In attempting to achieve that goal, the HGP will employ a technique used by industry: focusing on the gene-rich regions.

"The genome doesn't have genes uniformly spread through out its length," Collins said. "We intend to develop an international peer review process for prioritizing the regions of special biological interest."

Collins said he expects that regions of two megabases to 10 megabases would qualify, if they could be shown likely to reveal a large number of genes.

The HGP won't lower its standards to speed the completion of the sequences, Collins said, but will attempt to create a "working draft" of 90 percent of the genome by 2001, in anticipation of the final sequence. That sequence will be based on mapped clones of the genome.

"We are hoping to create a high quality database in the end," Collins said. "Therefore, the raw data will have to be of high quality."

Project Aims To Advance Comparative Genomics

The project has some new goals as well, aiming to advance sequencing technology to facilitate comparative genomics by speeding the sequencing of other species, such as rat, zebrafish and perhaps chimpanzee.

In addition, Collins said, cataloging sequence variation, in order to understand polygenic diseases that are inherited in a non-Mendelian way, will become part of the project.

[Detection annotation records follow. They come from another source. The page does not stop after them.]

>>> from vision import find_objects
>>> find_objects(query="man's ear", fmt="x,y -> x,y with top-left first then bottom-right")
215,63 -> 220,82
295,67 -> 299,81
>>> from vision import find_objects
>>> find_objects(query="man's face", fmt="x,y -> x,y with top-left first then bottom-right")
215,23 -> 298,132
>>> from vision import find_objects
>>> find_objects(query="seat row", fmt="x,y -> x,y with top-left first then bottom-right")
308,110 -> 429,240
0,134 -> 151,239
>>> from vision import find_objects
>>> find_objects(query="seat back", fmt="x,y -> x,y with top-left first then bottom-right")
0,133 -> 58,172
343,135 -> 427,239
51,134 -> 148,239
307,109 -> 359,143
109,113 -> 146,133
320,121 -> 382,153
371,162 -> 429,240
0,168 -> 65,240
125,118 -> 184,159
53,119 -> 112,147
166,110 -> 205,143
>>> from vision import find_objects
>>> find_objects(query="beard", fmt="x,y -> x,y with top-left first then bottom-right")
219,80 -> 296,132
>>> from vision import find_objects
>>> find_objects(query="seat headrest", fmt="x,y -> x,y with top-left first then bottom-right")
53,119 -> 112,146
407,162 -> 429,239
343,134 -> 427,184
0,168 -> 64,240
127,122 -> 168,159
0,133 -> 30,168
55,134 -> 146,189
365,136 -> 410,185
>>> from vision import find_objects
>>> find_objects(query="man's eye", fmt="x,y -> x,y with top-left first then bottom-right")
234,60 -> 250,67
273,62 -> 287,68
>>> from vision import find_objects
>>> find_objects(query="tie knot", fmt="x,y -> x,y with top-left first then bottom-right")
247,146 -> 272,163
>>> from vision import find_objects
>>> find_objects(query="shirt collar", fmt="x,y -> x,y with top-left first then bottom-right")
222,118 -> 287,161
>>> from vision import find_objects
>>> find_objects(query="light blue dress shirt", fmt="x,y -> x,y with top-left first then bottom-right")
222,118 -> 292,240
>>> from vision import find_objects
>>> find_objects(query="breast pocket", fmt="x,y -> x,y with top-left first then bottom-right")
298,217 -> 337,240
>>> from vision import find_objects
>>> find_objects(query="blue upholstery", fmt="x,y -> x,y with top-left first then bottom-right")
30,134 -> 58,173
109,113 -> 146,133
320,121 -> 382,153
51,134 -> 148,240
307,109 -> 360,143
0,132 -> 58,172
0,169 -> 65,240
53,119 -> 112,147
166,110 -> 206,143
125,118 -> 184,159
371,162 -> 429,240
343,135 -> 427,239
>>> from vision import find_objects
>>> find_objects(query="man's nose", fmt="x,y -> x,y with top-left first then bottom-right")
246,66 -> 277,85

As a result, the project will attempt to develop better technology to identify and score single nucleotide polymorphisms (SNPs) — the single alterations in genes that may make a person more likely to respond to a certain type of drug.

"We intend to create an SNP map and stimulate methods of analyzing those data sets," Collins said. "We also intend to create a public resource of DNA samples that are inclusive of diverse groups."

Collins said the project has collected 450 DNA samples broadly representative of all the human groups in the world based on Americans and their ethnic origins. All ethnic identifiers have been removed from the samples, and they have been anonymized.

Also, the project is attempting to foster the technology needed to examine the function of all these genes under different conditions, as well as making an investment in the development of bioinformatics tools and the training of bioinformatics specialists.

"We are painfully short in people trained in biology and mathematics or engineering," Collins said. "It's been tough going. There is this giant sucking sound from the private bioinformatics industry of the talent and experts we have."

Collins said universities are also to blame for the current shortage of bioinformatics specialists, because the schools have been slow to develop interdisciplinary tracts that would not only train them but offer trained scientists an academic career track.